Countless New Year’s superstitions in Colombia
Colombia has a wide array of superstitions, such as standing at midnight to ensure money, luck and health; slamming the door to ward off evil spirits from the home; eating the twelve grapes; and taking a packed suitcase around the block in order to travel during the upcoming year. Wearing yellow is one of the most popular New Year’s Eve rituals because it brings good luck, and just like Peruvians and Ecuadorians, Colombians also make dolls that are then burned. One of the differences is that in Colombia they are stuffed with fireworks and placed along the road to welcome the New Year with colorful sparks that fill the night sky.

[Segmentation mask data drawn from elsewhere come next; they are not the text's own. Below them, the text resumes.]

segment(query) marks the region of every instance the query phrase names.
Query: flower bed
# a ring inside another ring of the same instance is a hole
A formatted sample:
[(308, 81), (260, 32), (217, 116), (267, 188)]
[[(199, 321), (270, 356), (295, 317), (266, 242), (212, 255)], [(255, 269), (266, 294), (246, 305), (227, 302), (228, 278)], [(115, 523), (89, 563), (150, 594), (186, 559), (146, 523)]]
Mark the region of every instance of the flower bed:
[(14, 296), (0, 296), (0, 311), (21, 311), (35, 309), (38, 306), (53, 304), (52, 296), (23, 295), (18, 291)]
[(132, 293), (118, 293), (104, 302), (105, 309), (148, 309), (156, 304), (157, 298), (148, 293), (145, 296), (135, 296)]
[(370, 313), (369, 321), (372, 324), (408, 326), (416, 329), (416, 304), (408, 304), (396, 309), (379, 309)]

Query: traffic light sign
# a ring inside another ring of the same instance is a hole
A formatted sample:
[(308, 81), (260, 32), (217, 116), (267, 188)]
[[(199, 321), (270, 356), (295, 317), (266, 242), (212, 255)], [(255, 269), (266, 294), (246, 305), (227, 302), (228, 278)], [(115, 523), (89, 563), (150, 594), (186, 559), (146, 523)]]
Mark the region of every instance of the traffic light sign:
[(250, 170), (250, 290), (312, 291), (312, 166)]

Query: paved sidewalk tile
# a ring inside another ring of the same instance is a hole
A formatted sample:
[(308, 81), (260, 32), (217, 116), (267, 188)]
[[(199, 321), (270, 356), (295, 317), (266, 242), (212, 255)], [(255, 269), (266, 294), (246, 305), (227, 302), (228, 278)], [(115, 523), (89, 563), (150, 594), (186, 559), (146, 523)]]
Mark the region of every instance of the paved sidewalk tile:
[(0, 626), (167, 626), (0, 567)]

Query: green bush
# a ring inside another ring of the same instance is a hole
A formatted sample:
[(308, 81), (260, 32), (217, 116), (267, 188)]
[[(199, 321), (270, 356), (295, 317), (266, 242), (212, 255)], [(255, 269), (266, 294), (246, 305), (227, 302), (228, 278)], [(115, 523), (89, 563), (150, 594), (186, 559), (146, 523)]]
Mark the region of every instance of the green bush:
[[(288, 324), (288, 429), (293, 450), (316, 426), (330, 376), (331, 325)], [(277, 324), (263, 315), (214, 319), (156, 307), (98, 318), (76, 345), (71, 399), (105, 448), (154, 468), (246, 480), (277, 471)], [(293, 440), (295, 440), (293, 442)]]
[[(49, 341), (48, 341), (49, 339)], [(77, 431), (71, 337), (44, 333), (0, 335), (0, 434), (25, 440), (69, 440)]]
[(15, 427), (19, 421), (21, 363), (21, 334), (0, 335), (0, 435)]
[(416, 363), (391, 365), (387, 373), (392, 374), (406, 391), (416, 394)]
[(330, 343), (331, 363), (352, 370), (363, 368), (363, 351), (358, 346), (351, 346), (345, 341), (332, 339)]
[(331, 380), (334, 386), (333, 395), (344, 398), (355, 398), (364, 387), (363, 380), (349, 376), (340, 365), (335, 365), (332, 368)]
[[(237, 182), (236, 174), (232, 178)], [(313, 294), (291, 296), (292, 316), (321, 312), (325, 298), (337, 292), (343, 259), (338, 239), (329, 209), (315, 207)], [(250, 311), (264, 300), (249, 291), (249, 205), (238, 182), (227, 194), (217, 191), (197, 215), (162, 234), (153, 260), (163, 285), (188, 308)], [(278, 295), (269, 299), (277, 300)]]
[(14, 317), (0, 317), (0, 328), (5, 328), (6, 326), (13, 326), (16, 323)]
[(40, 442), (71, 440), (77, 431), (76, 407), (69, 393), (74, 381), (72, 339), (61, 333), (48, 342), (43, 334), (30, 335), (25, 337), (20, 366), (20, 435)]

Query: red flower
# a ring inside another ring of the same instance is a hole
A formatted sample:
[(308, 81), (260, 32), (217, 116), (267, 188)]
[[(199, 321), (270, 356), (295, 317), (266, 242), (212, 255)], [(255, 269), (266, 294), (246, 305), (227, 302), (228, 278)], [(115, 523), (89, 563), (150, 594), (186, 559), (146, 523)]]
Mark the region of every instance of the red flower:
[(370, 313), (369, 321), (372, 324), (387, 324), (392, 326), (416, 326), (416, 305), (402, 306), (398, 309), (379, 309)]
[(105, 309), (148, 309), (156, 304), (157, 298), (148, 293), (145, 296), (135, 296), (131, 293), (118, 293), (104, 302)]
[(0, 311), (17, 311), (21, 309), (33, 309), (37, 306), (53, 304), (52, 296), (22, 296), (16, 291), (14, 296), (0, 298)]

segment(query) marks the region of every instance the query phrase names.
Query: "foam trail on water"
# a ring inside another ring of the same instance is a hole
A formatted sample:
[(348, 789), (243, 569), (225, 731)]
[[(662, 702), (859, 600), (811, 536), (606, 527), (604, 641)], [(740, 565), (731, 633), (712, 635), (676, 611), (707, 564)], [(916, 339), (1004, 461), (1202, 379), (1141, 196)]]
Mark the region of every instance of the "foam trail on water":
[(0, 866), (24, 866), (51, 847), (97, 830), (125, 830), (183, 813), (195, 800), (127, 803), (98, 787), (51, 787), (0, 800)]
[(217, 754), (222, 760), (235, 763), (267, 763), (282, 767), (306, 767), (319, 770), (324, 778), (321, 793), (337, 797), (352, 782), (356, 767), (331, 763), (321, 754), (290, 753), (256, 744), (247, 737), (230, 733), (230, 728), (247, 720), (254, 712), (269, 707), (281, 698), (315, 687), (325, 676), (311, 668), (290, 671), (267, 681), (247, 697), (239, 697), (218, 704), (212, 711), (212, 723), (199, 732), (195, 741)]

Nicaragua also features flames on New Year’s
Nicaragua has a tradition that is becoming increasingly popular: the popular burning of “El Viejo” or “La Vieja”, in which dolls made of wood and cotton are dressed in old clothing and usually appear to be smoking or drinking alcohol. Just like in other Latin American countries with similar customs, the idea consists of leaving behind the bad and starting 2018 with a clean slate. Superstitious Nicaraguans who are less traditional fill their house with the scent of cinnamon to ensure a peaceful home life and to ward off any tension or stress. Nicaragua also has other New Year’s rituals, such as sweeping away any negative energy from the home, holding the midnight toast in the right hand (even if the person is left-handed), and hopping three times with the right foot for good luck throughout the year.
New Year’s rituals in Guatemala
Anyone in Guatemala who owns a piece of jewelry, preferably made of gold, must use it to welcome the New Year according to the belief that this ritual will bring money and prosperity. At noon on January 1st, Guatemalans step outside to look at the sky and count the clouds as they silently pray; the total number represents the money they will win throughout the coming year. The New Year’s Eve suitcase ritual is also very popular in this country, although Guatemalans pack them with clothing and place them behind the front door so the family will have trips and positive experiences that year.
It is believed that Guatemalan children must ring in the New Year with something new or they will not have new clothing the entire year. This has become a custom at the start of every school year, when children show off their new clothing and materials to ensure good grades.